Revenue cycle KPIs show improvement in February

Key metrics reflecting the performance of hospital revenue cycles have worsened over the past three calendar months. But in the first week of February, most key performance indicators (KPIs) noticeably improved, based on data provided by ICD-10 Central.

RelayHealth’s ICD-10 Central Metrics tab shows the average “days to final bill” and “days to payment” lower during the first week of February than during any of the three previous full months. In addition, the denial rate in early February to date is lower than the denial rate in November, December, or January.

Only the average reimbursement rate has worsened slightly (so far) in February, falling to 28.0% from 29.1% in January. The reimbursement rate is the percent of total charges (excluding self-pay patients) that can be collected.

The ICD-10 Central Metrics tab – powered by RelayAnalytics and using data from RelayHealth customers – is updated at least once a day. The graphic below shows data from February 8 for four KPIs that should be tracked to provide revenue cycle professionals meaningful context and allow them to identify challenges and problems as they unfold.

Starting at the beginning of the revenue cycle, you can see from the graphic below that “days to final bill” – the number of days from statement through the date until a claim is submitted (primary claims only) – in February were 14.4, a shorter period than the averages for November (14.7), December (15.5), and January (15.6).

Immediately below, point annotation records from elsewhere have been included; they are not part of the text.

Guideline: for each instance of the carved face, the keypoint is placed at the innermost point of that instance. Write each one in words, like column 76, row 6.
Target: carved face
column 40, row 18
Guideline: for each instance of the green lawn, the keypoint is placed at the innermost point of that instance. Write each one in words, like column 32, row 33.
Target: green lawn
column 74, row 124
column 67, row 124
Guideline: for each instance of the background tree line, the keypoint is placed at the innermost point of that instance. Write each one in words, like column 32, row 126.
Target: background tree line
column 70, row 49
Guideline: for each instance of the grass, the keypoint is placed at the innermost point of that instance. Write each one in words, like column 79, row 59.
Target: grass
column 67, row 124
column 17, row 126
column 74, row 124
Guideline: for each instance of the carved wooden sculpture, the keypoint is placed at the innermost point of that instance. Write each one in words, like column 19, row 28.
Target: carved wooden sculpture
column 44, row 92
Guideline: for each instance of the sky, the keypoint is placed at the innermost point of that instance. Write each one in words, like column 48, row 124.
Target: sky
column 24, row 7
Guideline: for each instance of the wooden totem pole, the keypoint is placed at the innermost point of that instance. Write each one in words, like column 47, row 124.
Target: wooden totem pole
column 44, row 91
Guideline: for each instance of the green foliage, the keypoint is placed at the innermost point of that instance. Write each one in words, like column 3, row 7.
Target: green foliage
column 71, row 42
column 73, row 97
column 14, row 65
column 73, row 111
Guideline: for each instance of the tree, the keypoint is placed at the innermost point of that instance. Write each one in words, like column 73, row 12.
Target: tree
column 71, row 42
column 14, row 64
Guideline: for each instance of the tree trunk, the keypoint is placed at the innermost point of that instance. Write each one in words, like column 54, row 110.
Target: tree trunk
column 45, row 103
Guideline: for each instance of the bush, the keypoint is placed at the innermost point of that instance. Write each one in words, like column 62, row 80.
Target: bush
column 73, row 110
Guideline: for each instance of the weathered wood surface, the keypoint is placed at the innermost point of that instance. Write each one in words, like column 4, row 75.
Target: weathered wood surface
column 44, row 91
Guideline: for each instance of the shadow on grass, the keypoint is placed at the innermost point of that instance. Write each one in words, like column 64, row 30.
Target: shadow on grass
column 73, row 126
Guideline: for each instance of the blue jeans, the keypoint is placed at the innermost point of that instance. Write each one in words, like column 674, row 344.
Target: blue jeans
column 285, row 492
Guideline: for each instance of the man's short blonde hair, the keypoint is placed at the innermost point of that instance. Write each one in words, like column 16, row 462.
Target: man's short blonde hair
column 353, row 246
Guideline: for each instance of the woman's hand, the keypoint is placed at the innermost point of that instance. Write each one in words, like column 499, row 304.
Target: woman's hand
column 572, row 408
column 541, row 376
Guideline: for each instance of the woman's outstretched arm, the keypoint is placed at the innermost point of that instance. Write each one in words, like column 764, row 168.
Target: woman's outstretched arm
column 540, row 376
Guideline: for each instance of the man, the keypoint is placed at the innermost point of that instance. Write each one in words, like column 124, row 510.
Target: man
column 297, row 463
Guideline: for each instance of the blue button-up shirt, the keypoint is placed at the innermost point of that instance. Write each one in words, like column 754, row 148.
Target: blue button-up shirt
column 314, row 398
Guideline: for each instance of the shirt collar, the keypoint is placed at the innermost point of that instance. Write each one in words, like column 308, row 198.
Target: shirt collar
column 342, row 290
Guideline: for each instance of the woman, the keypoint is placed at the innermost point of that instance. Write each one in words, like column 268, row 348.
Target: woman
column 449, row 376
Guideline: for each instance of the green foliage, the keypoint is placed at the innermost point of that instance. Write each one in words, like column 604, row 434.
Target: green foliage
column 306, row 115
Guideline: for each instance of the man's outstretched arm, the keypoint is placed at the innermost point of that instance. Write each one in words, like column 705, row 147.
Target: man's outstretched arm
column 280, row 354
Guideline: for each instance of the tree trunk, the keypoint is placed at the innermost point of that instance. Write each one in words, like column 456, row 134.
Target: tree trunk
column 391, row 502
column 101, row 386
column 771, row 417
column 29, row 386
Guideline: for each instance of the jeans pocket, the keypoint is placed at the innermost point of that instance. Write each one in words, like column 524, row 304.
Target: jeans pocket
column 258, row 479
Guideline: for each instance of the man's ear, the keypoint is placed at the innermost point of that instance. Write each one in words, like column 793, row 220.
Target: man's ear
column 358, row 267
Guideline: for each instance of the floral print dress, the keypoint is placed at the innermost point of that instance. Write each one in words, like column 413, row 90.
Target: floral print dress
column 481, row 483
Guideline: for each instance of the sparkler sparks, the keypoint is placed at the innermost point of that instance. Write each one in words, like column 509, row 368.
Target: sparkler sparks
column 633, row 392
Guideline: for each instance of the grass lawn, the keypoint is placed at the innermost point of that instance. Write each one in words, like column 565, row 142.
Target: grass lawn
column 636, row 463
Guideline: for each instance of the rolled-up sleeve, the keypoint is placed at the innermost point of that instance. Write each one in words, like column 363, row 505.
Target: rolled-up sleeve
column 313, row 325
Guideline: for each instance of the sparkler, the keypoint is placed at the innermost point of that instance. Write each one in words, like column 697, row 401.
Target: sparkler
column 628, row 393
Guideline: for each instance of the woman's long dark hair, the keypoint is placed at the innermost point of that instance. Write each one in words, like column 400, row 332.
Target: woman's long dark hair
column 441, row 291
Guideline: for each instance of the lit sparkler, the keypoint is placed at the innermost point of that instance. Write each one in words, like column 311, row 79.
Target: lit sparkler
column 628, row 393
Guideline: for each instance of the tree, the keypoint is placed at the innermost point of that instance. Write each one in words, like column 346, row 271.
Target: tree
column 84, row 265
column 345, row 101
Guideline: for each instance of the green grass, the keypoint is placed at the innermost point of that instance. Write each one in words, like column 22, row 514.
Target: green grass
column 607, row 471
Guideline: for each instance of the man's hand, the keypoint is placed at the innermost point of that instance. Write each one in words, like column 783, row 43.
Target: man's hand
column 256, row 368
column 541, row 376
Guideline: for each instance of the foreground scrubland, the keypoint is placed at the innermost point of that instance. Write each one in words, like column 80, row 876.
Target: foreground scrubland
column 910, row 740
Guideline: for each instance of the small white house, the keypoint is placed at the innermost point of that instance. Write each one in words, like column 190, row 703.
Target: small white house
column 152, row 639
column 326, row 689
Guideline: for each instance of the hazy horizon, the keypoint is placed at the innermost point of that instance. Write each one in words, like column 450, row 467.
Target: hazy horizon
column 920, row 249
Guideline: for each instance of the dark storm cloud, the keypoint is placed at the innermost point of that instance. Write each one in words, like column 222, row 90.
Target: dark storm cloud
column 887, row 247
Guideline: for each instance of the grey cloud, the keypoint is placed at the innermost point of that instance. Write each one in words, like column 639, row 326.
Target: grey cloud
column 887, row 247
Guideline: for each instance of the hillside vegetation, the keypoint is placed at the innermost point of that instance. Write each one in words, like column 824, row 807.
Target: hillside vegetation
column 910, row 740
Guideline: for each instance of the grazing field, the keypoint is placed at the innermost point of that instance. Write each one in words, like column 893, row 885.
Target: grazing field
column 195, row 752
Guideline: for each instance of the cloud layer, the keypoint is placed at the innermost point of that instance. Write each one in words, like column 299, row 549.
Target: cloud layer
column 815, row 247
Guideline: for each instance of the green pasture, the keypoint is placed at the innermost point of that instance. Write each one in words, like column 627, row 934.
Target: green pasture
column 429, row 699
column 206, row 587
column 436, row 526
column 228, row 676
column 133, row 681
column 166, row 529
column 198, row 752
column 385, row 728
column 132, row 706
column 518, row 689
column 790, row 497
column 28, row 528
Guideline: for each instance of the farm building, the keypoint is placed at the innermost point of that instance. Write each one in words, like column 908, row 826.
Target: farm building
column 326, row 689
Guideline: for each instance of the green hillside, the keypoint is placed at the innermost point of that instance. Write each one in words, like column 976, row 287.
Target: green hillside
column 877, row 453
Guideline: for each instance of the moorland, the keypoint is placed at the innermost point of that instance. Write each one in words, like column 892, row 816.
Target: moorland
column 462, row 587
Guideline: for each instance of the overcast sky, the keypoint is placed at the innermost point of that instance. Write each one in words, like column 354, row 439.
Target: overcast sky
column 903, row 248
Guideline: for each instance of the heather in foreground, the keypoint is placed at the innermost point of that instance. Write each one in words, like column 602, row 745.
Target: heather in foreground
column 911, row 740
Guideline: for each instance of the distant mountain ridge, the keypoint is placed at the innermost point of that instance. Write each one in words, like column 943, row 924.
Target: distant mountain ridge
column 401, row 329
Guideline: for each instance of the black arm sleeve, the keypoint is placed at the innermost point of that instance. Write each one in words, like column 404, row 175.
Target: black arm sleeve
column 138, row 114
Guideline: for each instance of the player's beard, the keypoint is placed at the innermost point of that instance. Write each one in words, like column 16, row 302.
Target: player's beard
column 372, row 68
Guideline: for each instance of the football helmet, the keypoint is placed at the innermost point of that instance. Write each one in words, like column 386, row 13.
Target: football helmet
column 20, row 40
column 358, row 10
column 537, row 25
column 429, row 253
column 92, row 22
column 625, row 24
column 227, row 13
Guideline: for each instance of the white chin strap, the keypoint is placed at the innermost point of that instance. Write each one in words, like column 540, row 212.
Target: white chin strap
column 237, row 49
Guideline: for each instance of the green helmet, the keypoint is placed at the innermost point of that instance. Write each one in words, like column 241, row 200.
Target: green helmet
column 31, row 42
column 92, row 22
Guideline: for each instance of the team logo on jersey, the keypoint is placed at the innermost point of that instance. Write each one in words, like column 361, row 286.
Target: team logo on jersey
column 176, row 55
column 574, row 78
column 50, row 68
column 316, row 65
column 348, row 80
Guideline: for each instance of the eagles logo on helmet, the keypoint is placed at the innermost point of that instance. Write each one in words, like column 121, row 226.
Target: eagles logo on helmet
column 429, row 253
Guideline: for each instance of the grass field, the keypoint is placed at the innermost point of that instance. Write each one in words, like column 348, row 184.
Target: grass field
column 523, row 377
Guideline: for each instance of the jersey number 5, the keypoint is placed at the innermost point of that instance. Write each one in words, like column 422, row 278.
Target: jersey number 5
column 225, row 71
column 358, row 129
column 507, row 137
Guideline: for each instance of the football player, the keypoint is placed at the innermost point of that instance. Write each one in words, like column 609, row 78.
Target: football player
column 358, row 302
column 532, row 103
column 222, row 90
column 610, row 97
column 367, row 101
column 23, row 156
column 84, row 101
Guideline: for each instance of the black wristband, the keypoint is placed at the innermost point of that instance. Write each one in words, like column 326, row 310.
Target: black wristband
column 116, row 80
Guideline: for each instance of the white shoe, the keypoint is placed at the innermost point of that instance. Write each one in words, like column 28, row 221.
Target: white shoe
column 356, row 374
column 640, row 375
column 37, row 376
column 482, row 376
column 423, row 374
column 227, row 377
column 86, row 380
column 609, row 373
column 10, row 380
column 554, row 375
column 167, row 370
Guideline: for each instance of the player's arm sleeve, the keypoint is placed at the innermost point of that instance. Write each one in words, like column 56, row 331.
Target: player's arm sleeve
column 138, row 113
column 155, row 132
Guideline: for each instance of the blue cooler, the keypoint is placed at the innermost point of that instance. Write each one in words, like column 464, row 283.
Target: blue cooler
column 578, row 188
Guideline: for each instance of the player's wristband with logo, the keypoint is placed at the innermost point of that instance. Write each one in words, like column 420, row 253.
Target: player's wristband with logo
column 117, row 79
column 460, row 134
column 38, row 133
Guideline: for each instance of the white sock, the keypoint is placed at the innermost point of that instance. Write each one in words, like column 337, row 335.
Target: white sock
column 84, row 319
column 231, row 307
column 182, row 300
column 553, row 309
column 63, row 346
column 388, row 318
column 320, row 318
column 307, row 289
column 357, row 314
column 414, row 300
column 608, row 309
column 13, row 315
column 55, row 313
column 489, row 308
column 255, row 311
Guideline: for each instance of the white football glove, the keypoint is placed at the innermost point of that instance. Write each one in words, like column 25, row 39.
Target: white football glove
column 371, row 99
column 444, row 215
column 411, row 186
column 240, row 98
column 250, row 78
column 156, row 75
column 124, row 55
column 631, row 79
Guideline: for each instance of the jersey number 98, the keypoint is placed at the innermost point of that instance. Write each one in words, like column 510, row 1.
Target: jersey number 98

After climbing from 44.1 in November to 46.2 in January, “days to payment” – the number of days from statement until payment for primary claims is received from the payer (excludes all self-pay including patient responsibility portion of claim) – fell in the first week of February to 43.0 days.

Denial rates – probably the biggest concern regarding conversion to ICD-10 – held at 1.6% from November through January before dipping to 1.4% in the first seven days of January.